Helliwell S B, Wagner P, Kunz J, Deuter-Reinhard M, Henriquez R, Hall M N
Department of Biochemistry, University of Basel, Switzerland.
Mol Biol Cell. 1994 Jan;5(1):105-18. doi: 10.1091/mbc.5.1.105.
The Saccharomyces cerevisiae genes TOR1 and TOR2 were originally identified by mutations that confer resistance to the immunosuppressant rapamycin. TOR2 was previously shown to encode an essential 282-kDa phosphatidylinositol kinase (PI kinase) homologue. The TOR1 gene product is also a large (281 kDa) PI kinase homologue, with 67% identity to TOR2. TOR1 is not essential, but a TOR1 TOR2 double disruption uniquely confers a cell cycle (G1) arrest as does exposure to rapamycin; disruption of TOR2 alone is lethal but does not cause a cell cycle arrest.
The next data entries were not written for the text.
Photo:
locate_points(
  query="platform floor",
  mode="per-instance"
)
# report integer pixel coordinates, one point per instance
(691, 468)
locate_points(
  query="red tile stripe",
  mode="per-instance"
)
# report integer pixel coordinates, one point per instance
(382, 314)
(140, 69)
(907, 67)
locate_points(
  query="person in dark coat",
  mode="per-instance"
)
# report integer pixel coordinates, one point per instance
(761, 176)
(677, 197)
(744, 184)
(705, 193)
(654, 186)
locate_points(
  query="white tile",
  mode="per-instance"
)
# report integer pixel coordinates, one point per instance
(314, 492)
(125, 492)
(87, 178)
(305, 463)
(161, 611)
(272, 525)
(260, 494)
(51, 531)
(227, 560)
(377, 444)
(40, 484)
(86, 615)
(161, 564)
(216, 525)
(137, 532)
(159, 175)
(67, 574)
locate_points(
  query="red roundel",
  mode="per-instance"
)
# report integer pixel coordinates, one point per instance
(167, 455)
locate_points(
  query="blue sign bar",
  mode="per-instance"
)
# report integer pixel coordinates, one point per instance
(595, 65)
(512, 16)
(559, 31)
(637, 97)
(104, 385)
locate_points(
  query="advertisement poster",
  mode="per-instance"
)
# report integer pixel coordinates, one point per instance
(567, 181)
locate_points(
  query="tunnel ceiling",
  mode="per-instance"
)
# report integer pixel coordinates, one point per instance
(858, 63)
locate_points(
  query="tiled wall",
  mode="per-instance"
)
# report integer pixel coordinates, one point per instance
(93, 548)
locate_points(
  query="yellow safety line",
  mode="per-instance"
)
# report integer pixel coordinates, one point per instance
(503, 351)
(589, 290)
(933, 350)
TOR1-TOR2 and TOR2-TOR1 hybrids indicate that carboxy-terminal domains of TOR1 and TOR2 containing a lipid kinase sequence motif are interchangeable and therefore functionally equivalent; the other portions of TOR1 and TOR2 are not interchangeable. The TOR1-1 and TOR2-1 mutations, which confer rapamycin resistance, alter the same potential protein kinase C site in the respective protein's lipid kinase domain. Thus, TOR1 and TOR2 are likely similar but not identical, rapamycin-sensitive PI kinases possibly regulated by phosphorylation. TOR1 and TOR2 may be components of a novel signal transduction pathway controlling progression through G1.
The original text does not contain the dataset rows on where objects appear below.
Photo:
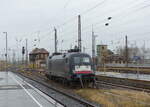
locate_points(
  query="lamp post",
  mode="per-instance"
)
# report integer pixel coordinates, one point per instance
(6, 50)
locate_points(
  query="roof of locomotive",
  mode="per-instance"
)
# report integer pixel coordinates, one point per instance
(67, 55)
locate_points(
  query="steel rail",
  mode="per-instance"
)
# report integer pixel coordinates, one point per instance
(81, 101)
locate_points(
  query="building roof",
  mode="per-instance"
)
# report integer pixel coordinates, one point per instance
(39, 51)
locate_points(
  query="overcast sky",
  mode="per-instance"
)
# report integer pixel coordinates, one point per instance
(35, 19)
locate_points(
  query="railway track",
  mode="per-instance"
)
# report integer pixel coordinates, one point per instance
(38, 81)
(115, 85)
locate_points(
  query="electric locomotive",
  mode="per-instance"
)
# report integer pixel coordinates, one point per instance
(71, 66)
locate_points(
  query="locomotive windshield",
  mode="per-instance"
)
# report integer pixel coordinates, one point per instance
(78, 60)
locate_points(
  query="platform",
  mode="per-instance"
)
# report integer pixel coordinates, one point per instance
(145, 77)
(15, 92)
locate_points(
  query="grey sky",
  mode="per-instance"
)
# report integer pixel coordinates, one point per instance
(30, 18)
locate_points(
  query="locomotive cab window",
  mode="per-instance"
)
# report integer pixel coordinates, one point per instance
(85, 59)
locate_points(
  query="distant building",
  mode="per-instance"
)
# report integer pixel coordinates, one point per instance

酿酒酵母基因TOR1和TOR2最初是通过赋予对免疫抑制剂雷帕霉素抗性的突变而被鉴定出来的。先前已表明TOR2编码一种必需的282 kDa磷脂酰肌醇激酶(PI激酶)同源物。TOR1基因产物也是一种大型(281 kDa)PI激酶同源物,与TOR2有67%的同一性。TOR1不是必需的,但TOR1 TOR2双缺失与暴露于雷帕霉素一样,独特地导致细胞周期(G1)停滞;单独破坏TOR2是致死的,但不会导致细胞周期停滞。TOR1 - TOR2和TOR2 - TOR1杂种表明,TOR1和TOR2含有脂质激酶序列基序的羧基末端结构域是可互换的,因此在功能上是等效的;TOR1和TOR2的其他部分不可互换。赋予雷帕霉素抗性的TOR1 - 1和TOR2 - 1突变改变了各自蛋白质脂质激酶结构域中相同的潜在蛋白激酶C位点。因此,TOR1和TOR2可能相似但不相同,可能是受磷酸化调节的雷帕霉素敏感PI激酶。TOR1和TOR2可能是控制G1期进程的新型信号转导途径的组成部分。